Pourquoi l’expérience des parents et leur vécu vous ont-ils passionnée en tant que chercheuse ? Ce sujet est venu à moi alors que j’effectuais un travail de recherche auprès de femmes dont le bébé se présentait en siège. Je les interrogeais sur leur stratégie de choix entre une voie basse et une césarienne, option au final la plus fréquente. J’ai constaté un paradoxe. Elles optaient en majorité pour une opération alors qu’elles rêvaient surtout d’un accouchement par voie basse.

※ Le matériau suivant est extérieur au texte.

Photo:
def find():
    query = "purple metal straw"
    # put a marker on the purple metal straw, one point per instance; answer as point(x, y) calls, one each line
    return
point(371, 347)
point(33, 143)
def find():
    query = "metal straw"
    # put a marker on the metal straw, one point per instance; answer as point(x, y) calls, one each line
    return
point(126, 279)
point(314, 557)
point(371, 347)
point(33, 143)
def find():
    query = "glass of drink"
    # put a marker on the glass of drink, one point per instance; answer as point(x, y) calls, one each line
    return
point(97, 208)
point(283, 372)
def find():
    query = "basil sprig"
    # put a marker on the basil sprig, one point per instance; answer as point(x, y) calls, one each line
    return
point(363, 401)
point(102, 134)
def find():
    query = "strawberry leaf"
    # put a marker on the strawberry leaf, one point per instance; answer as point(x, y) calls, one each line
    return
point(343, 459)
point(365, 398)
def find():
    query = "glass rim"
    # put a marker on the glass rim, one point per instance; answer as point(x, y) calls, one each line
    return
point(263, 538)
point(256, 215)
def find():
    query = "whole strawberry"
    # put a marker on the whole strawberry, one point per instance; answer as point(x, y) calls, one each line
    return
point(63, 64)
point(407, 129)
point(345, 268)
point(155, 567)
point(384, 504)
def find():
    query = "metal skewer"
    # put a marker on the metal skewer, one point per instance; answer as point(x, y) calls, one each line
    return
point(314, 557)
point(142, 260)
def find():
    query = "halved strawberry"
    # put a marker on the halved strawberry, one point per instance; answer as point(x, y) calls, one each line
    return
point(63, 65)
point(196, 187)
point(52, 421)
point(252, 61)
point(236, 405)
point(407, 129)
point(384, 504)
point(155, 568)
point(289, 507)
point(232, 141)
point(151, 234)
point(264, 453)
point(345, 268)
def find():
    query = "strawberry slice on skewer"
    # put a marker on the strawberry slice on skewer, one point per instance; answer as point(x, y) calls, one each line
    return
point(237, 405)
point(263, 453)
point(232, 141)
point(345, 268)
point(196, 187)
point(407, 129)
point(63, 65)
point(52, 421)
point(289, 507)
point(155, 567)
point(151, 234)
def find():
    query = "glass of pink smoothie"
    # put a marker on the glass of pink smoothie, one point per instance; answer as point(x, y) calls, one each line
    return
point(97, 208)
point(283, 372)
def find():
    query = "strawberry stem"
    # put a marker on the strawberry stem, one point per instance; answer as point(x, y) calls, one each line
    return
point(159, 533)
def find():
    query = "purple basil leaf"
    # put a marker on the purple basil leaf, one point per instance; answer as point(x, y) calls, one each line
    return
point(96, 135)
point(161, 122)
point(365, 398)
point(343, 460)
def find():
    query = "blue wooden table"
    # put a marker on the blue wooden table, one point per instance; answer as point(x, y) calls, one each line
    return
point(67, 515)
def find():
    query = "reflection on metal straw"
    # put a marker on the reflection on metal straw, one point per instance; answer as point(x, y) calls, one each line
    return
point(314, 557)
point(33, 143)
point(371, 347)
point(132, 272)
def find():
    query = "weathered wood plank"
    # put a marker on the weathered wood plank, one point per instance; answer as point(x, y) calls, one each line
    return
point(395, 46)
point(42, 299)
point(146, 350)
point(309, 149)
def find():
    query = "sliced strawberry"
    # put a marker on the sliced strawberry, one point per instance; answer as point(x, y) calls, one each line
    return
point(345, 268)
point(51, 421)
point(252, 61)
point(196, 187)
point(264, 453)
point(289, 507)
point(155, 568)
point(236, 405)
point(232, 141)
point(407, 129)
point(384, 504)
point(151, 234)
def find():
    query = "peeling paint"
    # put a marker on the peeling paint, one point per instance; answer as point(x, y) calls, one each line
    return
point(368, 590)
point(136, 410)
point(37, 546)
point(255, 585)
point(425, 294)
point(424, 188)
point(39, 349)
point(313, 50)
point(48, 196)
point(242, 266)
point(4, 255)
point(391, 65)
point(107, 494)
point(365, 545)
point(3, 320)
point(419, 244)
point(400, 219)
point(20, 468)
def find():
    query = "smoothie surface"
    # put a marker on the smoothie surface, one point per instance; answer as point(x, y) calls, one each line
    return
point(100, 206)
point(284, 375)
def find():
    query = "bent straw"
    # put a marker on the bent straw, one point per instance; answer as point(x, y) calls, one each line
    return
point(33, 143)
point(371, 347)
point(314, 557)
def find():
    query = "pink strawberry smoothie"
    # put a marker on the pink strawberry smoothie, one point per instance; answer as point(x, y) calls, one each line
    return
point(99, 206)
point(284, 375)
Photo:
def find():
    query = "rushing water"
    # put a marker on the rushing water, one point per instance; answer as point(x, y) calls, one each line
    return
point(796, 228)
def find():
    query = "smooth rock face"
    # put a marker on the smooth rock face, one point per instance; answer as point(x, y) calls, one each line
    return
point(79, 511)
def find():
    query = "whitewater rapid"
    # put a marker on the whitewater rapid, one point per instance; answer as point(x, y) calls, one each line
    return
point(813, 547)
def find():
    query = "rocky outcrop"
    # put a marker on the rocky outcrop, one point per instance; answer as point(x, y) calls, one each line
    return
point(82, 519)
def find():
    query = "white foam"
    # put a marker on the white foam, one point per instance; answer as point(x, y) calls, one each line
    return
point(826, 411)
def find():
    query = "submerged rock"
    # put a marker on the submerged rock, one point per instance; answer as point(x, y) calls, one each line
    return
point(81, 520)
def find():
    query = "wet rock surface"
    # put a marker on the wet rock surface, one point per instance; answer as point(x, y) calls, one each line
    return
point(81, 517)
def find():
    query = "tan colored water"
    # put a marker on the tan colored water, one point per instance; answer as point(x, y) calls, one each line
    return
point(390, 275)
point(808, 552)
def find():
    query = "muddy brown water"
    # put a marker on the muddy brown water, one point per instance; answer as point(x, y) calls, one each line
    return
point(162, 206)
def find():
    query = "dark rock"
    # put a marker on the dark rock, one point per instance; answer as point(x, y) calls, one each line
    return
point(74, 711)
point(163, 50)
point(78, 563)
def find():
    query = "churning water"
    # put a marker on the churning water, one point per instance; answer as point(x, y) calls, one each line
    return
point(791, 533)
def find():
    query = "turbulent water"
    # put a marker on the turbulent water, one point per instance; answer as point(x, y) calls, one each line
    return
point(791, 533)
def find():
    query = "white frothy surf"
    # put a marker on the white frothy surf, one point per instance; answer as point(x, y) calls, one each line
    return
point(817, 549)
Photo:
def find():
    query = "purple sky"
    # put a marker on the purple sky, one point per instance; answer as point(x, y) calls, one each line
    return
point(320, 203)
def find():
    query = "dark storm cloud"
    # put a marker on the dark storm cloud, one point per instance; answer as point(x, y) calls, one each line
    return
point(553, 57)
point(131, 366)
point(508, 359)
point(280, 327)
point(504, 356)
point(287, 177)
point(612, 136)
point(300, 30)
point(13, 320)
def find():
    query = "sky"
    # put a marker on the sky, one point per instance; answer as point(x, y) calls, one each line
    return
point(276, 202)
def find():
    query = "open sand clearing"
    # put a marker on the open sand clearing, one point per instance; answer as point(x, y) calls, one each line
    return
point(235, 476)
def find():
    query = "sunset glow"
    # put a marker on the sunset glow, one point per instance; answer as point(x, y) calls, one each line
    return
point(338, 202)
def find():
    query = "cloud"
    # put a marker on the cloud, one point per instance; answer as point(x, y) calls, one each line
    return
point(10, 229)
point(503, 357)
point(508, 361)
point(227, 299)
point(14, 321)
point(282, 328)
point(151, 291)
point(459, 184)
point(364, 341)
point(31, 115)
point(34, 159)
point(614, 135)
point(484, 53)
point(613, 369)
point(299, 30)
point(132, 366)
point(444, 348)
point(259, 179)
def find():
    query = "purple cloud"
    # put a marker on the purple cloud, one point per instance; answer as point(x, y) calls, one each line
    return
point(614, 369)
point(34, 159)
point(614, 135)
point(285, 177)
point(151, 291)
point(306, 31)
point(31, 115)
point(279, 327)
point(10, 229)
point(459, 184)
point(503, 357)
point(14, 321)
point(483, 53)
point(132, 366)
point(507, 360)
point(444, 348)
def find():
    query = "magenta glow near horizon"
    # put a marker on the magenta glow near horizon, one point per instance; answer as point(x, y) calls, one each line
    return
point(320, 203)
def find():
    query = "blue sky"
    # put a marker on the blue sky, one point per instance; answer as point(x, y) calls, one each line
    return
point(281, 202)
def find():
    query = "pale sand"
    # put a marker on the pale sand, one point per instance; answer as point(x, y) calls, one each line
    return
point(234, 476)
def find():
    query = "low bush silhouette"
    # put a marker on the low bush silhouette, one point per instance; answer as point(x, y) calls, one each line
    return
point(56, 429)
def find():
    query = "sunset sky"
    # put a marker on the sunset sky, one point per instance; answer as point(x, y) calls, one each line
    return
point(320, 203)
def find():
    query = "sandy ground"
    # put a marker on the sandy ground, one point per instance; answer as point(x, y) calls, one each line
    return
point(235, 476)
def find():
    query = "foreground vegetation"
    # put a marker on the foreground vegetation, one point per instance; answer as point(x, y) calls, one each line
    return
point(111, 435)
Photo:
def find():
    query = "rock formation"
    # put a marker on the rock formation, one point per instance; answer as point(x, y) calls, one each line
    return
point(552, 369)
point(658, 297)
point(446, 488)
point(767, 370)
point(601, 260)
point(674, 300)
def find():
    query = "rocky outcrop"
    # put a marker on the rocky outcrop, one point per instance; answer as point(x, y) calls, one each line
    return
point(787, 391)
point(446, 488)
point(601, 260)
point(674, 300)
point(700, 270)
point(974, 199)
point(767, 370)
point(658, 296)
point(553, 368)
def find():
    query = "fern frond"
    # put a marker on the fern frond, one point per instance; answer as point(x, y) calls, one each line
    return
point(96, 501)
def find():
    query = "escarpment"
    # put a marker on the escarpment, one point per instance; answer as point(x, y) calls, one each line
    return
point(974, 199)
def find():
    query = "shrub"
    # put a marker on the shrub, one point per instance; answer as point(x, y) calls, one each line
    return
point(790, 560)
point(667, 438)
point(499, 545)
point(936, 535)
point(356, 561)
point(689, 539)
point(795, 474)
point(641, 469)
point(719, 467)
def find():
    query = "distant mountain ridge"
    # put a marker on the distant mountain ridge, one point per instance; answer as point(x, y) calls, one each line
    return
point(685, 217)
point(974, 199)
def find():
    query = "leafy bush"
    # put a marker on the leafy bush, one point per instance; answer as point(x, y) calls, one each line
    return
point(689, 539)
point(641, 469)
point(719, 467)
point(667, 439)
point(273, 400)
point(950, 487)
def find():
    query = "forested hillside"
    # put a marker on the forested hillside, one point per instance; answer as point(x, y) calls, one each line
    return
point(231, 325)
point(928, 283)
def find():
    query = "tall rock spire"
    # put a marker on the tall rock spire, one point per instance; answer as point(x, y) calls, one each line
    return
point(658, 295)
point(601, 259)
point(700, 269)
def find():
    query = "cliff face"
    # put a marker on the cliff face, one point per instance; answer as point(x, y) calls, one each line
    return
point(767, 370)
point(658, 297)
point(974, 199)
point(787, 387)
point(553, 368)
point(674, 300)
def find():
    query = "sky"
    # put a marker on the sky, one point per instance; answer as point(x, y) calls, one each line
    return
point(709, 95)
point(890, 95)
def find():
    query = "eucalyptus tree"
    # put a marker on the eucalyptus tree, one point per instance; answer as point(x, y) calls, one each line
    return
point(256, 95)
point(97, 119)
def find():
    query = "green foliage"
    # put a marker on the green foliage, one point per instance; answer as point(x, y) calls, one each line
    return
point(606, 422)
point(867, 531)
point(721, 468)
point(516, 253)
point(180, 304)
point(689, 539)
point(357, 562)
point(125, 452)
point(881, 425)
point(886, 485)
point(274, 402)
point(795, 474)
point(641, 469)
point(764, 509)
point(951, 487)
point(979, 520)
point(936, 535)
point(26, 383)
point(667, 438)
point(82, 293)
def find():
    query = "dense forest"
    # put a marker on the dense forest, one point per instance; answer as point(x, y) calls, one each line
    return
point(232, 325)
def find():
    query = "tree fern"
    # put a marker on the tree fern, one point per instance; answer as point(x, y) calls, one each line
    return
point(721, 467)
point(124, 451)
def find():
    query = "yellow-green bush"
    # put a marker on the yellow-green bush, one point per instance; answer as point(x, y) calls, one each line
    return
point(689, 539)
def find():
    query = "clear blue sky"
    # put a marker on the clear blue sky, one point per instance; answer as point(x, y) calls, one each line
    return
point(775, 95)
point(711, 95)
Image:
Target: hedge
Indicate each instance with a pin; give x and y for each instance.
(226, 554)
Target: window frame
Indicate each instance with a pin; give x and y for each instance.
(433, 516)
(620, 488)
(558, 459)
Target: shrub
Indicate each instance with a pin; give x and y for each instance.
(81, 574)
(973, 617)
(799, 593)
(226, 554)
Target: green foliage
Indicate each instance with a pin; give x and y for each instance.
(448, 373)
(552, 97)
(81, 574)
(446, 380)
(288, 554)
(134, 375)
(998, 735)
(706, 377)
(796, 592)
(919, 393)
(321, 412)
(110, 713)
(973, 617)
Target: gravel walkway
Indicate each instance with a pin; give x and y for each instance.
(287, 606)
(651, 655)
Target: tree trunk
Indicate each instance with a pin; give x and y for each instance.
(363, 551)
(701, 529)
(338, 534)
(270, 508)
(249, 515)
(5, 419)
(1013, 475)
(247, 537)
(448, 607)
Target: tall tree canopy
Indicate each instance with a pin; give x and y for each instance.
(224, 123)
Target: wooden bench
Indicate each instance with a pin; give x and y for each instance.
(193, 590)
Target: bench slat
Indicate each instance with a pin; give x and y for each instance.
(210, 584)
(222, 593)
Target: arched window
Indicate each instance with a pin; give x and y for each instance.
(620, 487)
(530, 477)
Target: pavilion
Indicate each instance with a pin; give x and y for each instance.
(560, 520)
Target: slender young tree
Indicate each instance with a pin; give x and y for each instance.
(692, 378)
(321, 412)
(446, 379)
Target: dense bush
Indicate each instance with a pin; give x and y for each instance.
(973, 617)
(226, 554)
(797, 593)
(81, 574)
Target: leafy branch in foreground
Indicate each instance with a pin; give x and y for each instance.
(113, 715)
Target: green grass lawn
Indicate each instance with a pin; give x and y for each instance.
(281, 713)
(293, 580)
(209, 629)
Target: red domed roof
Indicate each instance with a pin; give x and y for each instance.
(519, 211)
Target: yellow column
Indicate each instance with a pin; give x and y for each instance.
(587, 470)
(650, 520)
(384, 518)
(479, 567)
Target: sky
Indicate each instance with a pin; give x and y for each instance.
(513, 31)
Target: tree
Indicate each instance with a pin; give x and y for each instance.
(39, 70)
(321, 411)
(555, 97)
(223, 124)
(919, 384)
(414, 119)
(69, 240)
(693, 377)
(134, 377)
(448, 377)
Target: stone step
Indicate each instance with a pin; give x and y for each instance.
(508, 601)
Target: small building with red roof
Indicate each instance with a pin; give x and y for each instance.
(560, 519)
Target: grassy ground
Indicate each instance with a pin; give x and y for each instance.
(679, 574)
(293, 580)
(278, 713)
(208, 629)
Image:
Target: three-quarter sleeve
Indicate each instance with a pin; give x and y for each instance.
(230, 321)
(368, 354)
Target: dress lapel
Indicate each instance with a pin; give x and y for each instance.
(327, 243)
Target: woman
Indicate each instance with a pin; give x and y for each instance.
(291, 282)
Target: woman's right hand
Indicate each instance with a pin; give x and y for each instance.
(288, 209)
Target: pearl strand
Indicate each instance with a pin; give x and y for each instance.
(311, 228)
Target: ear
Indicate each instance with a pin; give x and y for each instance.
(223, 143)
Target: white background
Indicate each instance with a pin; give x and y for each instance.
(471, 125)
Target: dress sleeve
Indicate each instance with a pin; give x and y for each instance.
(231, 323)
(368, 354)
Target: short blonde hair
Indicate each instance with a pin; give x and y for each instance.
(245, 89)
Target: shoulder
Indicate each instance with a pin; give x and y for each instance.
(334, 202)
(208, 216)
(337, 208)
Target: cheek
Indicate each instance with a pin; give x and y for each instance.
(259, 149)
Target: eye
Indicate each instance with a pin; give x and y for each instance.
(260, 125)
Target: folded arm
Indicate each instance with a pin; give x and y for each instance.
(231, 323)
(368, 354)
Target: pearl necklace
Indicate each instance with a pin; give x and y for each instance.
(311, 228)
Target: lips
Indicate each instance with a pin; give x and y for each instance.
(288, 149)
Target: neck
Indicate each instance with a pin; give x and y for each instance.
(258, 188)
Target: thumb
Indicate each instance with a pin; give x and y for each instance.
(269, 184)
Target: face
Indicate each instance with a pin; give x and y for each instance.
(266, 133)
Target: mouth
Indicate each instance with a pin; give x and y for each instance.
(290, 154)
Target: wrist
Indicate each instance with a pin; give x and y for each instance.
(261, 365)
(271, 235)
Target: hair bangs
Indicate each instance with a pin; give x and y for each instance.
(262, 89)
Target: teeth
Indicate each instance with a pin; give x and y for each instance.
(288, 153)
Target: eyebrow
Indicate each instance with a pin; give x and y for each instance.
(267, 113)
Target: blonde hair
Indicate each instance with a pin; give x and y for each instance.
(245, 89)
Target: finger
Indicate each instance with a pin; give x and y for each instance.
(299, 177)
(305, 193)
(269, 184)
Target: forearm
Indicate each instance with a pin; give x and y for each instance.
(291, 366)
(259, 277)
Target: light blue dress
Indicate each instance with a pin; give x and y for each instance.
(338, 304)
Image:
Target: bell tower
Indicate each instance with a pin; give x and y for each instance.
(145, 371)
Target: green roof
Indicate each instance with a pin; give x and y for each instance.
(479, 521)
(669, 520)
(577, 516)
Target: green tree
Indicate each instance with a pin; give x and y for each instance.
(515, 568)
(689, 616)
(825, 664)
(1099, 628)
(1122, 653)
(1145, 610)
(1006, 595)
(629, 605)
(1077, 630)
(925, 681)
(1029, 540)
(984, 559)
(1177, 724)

Leur désir était mis de côté au nom de la sécurité. J’ai réalisé à la fois à quel point la césarienne était banalisée par les soignants en cas de siège et combien les femmes avaient tendance à établir une hiérarchie des accouchements, du plus réussi à celui qui serait raté. D’un côté, les professionnels soignants avançaient souvent que l’opération pourrait être aussi bien vécue, voire mieux, qu’un accouchement par les voies naturelles. De l’autre, les femmes avaient comme idéal un accouchement par voie basse sans péridurale. En parallèle, tout un courant…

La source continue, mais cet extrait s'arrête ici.